Tony Buzbee, the attorney representing the 22 women who are suing Watson, has said the litigation is not about money but “female empowerment” and stopping sexual assault.
Buzbee has handled various high-profile cases, including representing former Texas Gov. Rick Perry in an abuse-of-power case and settling lawsuits for 10 teenagers who had accused eccentric Texas millionaire Stanley Marsh 3 of paying them for sexual acts.
“I’m instead focused on the welfare of the women he had contact with and aggressively pursuing their cases in court,” Buzbee said.
Buzbee and Hardin have said no settlement was pending and both were preparing for trial, the first of which might not be for another 1 ½ years.

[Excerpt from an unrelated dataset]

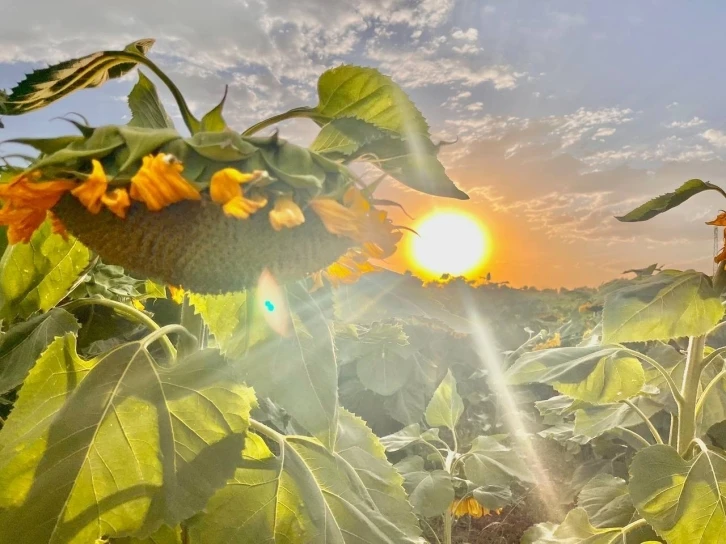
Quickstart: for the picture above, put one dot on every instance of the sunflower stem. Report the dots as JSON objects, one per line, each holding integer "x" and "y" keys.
{"x": 190, "y": 121}
{"x": 129, "y": 312}
{"x": 305, "y": 112}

Hardin said if there were any settlements, he would insist they be public to avoid the appearance that Watson was “buying silence, because we’re not.”
Watson’s future with the Texans remains unclear, as do questions of how much the allegations will affect that future. Watson reported to the Texans training camp last month to avoid being fined. He asked to be traded before the lawsuits were filed, and he still wants to play for another team. The NFL has yet to interview Watson, Hardin said.